D’autres, plus politiques, essaient de la rénover, de l’habiller d’autres qualificatifs (participative, citoyenne) afin de la dédouaner de toutes les dérives et les errements qui la condamnent aux yeux du bon peuple.

D’autres peuples, tout aussi bons et  sous d’autres cieux, la découvrent, ahuris, pour la première fois, à la faveur d’un printemps qui ne finit pas de faire bourgeonner un fruit exotique. Et maintenant, que faire de tout ce temps démocratique ? Certains ont fait ce qu’ils ne savaient pas faire jusqu’à ce jour : des élections libres et transparentes. D’autres ont occis ou chasser leurs tyrans. Seuls ceux qui ont les moyens n’ont rien fait, parce que personne ne le leur a demandé. Leurs peuples ont tout ce qu’il faut, ils sont nourris et logés. Alors pourquoi, diable, leur mettre des idées de liberté dans la tête ? Pourquoi les faire penser, les faire réfléchir à leur sort?  Est-ce que tout cela a été pensé, discuté, débattu ? Est-ce que l’idéal démocratique vers lequel tendent les hommes depuis la nuit des temps a été expliqué au peuple comme étant une chimère qui ne mérite pas un tel chambardement ? Non, la notion du «peuple introuvable» cher à Pierre Rosanvallon se vérifie autrement ici. Et comme dit Brel dans sa belle chanson : «Il faut vous dire, monsieur, que chez ces gens-là, on ne pense pas, monsieur, on ne pense pas. On prie». Des dirigeants ont fait croire à ces peuples en un au-delà florissant pour mieux protéger leur paradis sur terre. Et puis il y a ceux qui ont fait le choix de l’idéal démocratique et qui, pris à rebrousse poil si l’on ose dire, n’arrêtent pas de s’agiter et de bricoler une histoire qui peine à démarrer. Est-ce l’An 1 de la démocratie ou n’est-ce là qu’un soubresaut d’une Histoire arabe qui en a vu d’autres ?

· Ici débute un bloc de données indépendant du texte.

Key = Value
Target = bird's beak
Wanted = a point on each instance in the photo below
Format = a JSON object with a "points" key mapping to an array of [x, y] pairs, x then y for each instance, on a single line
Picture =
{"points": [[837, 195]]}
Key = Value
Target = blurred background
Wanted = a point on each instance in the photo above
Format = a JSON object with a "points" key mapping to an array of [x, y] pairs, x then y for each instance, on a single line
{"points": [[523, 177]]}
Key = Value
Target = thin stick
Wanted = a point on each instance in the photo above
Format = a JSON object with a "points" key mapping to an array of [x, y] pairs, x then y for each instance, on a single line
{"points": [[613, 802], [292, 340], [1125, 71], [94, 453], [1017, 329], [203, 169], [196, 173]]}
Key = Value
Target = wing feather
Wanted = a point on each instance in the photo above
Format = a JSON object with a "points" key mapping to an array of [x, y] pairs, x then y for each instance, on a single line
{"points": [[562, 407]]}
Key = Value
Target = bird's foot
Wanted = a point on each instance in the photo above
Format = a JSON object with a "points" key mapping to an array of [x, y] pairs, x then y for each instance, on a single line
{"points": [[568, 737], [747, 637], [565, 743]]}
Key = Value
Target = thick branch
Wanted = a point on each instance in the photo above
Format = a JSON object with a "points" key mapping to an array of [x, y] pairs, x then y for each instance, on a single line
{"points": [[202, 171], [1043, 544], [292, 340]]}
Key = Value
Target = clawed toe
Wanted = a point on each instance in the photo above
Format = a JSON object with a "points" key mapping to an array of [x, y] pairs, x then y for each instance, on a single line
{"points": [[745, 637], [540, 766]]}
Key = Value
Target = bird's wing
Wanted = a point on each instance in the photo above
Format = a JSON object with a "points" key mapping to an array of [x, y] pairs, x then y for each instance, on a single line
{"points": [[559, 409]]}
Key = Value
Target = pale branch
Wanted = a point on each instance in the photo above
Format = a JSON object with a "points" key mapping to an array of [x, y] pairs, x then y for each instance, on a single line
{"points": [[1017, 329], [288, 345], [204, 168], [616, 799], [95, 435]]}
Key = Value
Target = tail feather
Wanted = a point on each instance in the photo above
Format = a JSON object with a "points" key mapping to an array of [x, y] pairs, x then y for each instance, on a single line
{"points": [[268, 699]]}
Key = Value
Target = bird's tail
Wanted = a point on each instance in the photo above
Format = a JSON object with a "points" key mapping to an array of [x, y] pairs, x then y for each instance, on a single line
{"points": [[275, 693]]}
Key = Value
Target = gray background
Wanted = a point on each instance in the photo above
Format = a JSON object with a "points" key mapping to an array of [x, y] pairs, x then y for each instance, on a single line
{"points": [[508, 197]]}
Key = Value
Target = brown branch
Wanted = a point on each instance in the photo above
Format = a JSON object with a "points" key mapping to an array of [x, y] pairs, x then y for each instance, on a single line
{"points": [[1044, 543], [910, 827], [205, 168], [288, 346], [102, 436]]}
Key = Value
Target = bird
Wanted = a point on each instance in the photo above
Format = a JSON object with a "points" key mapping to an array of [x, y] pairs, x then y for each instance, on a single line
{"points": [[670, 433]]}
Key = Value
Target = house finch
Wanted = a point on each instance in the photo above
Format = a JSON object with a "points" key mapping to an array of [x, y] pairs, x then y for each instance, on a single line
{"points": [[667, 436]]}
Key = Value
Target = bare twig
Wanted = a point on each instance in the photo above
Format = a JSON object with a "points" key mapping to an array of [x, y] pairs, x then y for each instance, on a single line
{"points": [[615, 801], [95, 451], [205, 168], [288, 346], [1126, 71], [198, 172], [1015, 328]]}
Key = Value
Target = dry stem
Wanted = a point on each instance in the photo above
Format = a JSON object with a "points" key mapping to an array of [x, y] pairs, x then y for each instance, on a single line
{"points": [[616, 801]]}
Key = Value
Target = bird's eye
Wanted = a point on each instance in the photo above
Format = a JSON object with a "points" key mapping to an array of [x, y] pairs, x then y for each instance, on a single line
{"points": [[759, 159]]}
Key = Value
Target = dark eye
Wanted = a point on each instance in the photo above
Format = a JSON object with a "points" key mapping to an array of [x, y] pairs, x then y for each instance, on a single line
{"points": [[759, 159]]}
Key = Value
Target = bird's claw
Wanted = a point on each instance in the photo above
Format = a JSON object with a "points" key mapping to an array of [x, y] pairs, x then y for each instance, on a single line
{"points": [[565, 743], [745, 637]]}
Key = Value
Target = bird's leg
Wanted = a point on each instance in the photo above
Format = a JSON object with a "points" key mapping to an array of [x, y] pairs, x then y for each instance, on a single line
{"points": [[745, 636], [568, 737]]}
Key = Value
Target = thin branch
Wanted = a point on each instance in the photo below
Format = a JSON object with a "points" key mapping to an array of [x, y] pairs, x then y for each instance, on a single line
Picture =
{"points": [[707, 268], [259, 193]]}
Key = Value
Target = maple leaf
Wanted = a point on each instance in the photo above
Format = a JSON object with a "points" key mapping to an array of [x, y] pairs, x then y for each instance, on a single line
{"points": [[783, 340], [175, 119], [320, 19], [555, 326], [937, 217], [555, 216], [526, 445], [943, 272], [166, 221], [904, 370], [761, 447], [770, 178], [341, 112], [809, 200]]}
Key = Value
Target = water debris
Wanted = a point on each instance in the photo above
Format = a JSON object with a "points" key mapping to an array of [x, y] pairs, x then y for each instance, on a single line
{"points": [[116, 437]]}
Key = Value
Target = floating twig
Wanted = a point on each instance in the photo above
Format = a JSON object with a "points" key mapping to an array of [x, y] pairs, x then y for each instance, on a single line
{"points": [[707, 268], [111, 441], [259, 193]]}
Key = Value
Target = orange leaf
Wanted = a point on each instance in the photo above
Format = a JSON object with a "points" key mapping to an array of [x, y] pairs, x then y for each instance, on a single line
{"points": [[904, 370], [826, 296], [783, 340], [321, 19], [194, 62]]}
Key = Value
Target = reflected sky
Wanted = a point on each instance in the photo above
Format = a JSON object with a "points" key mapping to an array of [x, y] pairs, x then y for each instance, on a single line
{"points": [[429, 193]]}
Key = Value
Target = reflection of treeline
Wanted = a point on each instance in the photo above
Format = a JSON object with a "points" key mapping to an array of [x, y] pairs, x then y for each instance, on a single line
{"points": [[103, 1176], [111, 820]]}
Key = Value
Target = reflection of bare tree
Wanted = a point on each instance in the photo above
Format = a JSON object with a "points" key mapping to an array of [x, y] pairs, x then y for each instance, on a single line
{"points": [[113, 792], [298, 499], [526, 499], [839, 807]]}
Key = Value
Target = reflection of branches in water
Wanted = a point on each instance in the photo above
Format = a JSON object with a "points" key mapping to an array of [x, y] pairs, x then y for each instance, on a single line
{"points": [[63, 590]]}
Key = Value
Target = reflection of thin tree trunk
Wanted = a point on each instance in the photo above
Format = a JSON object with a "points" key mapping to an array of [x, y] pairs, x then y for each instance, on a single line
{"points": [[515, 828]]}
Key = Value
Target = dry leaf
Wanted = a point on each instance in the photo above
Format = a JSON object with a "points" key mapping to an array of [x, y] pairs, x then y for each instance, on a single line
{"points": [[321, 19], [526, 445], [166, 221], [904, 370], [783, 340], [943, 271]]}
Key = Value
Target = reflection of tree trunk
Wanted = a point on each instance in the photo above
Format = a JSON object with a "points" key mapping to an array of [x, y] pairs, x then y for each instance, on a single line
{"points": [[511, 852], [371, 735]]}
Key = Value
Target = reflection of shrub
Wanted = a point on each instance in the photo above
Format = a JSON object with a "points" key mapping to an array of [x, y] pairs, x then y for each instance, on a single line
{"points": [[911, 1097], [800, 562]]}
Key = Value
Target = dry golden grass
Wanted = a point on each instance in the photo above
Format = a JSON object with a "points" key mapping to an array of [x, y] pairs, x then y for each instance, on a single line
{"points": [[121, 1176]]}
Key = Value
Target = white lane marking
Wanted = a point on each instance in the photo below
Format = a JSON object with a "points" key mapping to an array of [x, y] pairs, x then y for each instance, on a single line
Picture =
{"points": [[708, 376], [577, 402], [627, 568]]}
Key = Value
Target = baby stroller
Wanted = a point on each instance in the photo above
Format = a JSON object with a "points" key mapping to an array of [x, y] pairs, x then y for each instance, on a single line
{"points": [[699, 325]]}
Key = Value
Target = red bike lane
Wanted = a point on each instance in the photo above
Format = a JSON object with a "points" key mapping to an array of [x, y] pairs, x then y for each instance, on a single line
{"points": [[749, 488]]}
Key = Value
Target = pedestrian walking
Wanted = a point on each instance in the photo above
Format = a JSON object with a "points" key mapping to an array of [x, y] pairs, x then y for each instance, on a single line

Concluons par le sourire ce qu’on a entamé dans le sérieux. C’est un bédéiste de talent, Gébé, qui a écrit quelque part dans un épisode de son feuilleton publié jadis par Charlie Mensuel au début des années 70 : «On arrête tout, on réfléchit !». Puisse tous les politiques qui doutent, les managers qui hésitent, les éminences grises qui se tâtent les neurones et tous ceux qui bricolent les bougies  en croyant inventer l’électricité, faire leur cette recommandation frappée au coin de la sagesse.